The oldest and most primitive Pliocene geomyine is Pliosaccomys dubius Wilson (1936:20) from the Smith Valley local fauna of middle Pliocene (Hemphillian) age in Nevada. According to Wilson (op. cit.:15) the beds probably were deposited near the middle of Hemphillian time. Shotwell (1956:730) recorded Pliosaccomys dubius from the McKay Reservoir and from the Otis Basin (1963:73) local faunas of the middle Pliocene (Hemphillian) of Oregon, and Green (1956:155) has recovered remains of Pliosaccomys (cf. dubius) from the Wolf Creek local fauna, uppermost part of the lower Pliocene (late Clarendonian in age), of Shannon County, South Dakota. Recently, James (1963:101) has described a second species, Pliosaccomys wilsoni, of this primitive genus. The new species was found in early Pliocene deposits (late Clarendonian) from the Nettle Spring local fauna (Apache Canyon), in the Cuyama Valley, Ventura County, California. Pliosaccomys wilsoni does not differ greatly from P. dubius; however, the few differences in dental characters seem to warrant specific recognition. The reduction of cusps on the metalophid of p4 from three (dubius) to two (wilsoni) and the lack of accessory cuspules on the protolophid of p4 in wilsoni are probably specializations, suggesting that P. dubius even though the more recent in age is the less advanced of the two. P. wilsoni is known only from a lower jaw of a young individual that had dp4 in place, along with m1 and m2. The permanent premolar was in the process of erupting, and the deciduous tooth was removed so that the unworn surface of p4 could be examined.

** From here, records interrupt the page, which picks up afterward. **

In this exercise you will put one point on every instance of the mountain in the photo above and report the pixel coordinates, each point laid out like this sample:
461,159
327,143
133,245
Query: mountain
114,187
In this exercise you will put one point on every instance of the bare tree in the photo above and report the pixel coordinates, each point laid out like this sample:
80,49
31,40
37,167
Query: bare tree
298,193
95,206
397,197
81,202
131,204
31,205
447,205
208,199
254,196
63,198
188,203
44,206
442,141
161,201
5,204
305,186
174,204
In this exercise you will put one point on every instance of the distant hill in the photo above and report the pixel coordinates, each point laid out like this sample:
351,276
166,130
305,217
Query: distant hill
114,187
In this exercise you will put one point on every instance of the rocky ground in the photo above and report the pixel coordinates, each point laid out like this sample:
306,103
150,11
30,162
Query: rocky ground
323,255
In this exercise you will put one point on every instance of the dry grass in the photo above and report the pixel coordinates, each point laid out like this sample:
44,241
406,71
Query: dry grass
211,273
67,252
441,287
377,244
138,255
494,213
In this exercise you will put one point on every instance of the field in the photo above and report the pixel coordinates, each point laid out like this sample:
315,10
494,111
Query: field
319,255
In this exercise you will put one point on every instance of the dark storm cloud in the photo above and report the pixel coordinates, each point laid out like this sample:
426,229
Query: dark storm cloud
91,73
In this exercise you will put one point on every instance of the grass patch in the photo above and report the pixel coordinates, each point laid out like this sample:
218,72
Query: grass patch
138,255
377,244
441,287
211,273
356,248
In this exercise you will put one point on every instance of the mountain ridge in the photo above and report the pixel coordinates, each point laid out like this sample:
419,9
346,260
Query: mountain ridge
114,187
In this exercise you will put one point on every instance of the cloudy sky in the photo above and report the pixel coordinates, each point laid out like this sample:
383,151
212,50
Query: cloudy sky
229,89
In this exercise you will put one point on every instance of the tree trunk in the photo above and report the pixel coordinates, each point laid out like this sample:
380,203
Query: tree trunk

Pliosaccomys occurred geographically in the area that the Entoptychinae had occupied in the early Miocene. The Smith Valley material includes dentitions in almost all stages of wear and the chronological sequences in the development of the patterns of wear can be reconstructed. An understanding of the dental patterns of the primitive geomyines is based mostly on the interpretation of the stages of wear in Pliosaccomys.
No other pocket gopher is known from the area in which Pliosaccomys occurred, and it is unknown after middle Hemphillian age. Pliosaccomys has closer affinities with Dikkomys of the early Miocene than with any geomyid of the modern assemblage and gives no clue to the origin of the lineage culminating in the modern pocket gophers of the tribe Geomyini.